Dionysos' Mysteries

As the god of wine, Dionysos (or Dionysus, also known as Bacchos) was especially associated with ecstatic and wild power. While this god is most often depicted as a curly-haired young adult with soft, feminine (according to ancient gender expectations) features, he was also associated with and depicted as a bull, the symbol of male fertility. Perhaps even more interesting is the depiction of Dionysos as a vulnerable baby. According to some versions of the god’s story, an elderly figure, named Silenos (a chief among the satyrs or spirits of the wild), protected and raised the infant Dionysos (as in a statue in the Louvre museum of Paris).

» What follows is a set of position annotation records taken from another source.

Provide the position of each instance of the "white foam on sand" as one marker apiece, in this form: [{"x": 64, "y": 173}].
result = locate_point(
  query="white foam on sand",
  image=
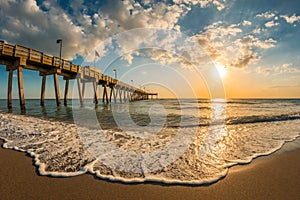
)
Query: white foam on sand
[{"x": 58, "y": 150}]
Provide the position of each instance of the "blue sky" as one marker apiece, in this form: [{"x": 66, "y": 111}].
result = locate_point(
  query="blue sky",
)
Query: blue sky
[{"x": 254, "y": 43}]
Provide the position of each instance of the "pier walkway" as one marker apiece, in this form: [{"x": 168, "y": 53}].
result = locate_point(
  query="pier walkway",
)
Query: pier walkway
[{"x": 16, "y": 57}]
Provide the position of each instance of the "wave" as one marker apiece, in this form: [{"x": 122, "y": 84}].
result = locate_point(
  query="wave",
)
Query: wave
[
  {"x": 58, "y": 150},
  {"x": 261, "y": 119}
]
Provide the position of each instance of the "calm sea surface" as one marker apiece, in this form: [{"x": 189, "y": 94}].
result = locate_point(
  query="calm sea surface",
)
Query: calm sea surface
[{"x": 186, "y": 141}]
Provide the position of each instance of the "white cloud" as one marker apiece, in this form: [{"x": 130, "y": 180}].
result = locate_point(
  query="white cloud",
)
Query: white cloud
[
  {"x": 271, "y": 24},
  {"x": 292, "y": 19},
  {"x": 267, "y": 15},
  {"x": 246, "y": 23},
  {"x": 219, "y": 4},
  {"x": 286, "y": 68}
]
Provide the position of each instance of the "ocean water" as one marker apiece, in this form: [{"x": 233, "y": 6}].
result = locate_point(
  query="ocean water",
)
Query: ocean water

As to the mysteries and rituals themselves, there were many symbols associated with these practices, among them the vine and the holy wand or reed (thyrsos). Most important to the secretive ritual, however, was the revelation of the central holy object: a replica of a phallus. The phallus, as a symbol of fertility and power, would be placed within a special basket and covered with a sheet. At the critical point in the initiation of a new member, the phallus would be revealed to the initiate-to-be, often by lamp-light. This is one among the many Dionysiac scenes depicted in the famous fresco paintings in the so-called Villa of the Mysteries (or Villa Item) at Pompeii, which seem to depict the stages of initiation into and experience of the mysteries. Other archeological evidence for rituals among such groups devoted to Dionysos comes from the meeting-place of the (all-male) Iobacchoi at Athens (c. 176 CE). Found within this building was a column with the inscribed rules of the Bacchic-association (one of the lengthiest surviving inscriptions concerning associations), which happens to mention some of their social and religious activities. Among their practices were sacred dramas depicting the stories of their patron deity. In this case, the members of the group were each assigned a specific part to play and were expected to “say and act [their] allotted part with all good order and quietness” under the direction of the priest.

Both men and women participated in the rites of Dionysos. Perhaps most famous is Euripides’ play, the Bacchae (fourth century BCE). The story tells of how Dionysos drove the women of Thebes mad (“mad-women” = maenads) because the king of Thebes failed to fittingly honour the deity with a temple and rites. In the process of the story, the king himself dons women’s clothing in imitation of the other maenads and is ultimately ripped apart limb from limb by the maenads, led by his mother. Mythology also associates the maenads with other unconventional behaviour, including eating the raw flesh (omophagia) of their victims, but it is unlikely that this was taken literally (or replicated) among actual initiates. Dionysos was powerful! And it was important to give him his due. . . or else!

By the Roman period, associations devoted to the mysteries of Dionysos often included both men and women, and many such groups (often called “initiates” = mystai) existed in the cities of Roman Asia Minor, as I explore in my book. At Pergamon, for instance, there was an association that called itself the “dancing cowherds” and the banqueting hall (Hall of Benches) of this group has been excavated. Here it is worth citing one inscription from the city of Magnesia (on the Maeander river), which was set up by an initiate in the Roman era and claims to preserve an ancient oracle from Apollo at Delphi in Greece (IMagnMai 215; second century CE). It places the origins of Dionysiac associations at the very inception of the city and mentions the importance of maenads in the mysteries:

(Side A) To good fortune! During the presidency of Akrodemos, son of Dioteimos, the Magnesian people consulted the god concerning a sign which happened. For an image of Dionysos was visible in a tree that had been struck by lightening and blown by a heavy wind. What does this mean? Why does it continue? In order to find this out, oracular messengers named Hermonax, son of Epikratos, and Aristarchos, son of Diodoros, were sent to (the oracle of Apollo at) Delphi.

The god (Apollo) answered:

Magnesians, who obtained the holy city on the Maeander river and defend our possessions: you came to hear from my mouth what the appearance of Bacchos, seen lying by a bush, means. He was made manifest while still a youth, when the clear-aired city was founded but temples were not yet built for Dionysos.

Now do the following, oh extremely strong people. Dedicate temples which delight in the wand of the god (thyrsos) and appoint a perfect and sacred priest. Come onto Thebes’ holy ground, so that you may receive maenads who are descendants of Ino, Kadmos’ daughter. They will give to you good rites and customs and will consecrate Bacchic associations (thiasoi) in the city.

According to the oracle and by means of the oracular messengers, three maenads named Kosko, Baubo, and Thettale were sent from Thebes. Kosko gathered together the association of Platanistenai, Baubo the association before the city, and Thettale the association of Kataibatai. They died and were buried by the Magnesians. Kosko lies in Koskobounos district, Baubo in Tabarnis district, and Thettale near the theatre.

(Side B) Apollonios Mokolles, ancient initiate, dedicated this ancient oracle to the god Dionysos, inscribing it upon a plaque together with the altar.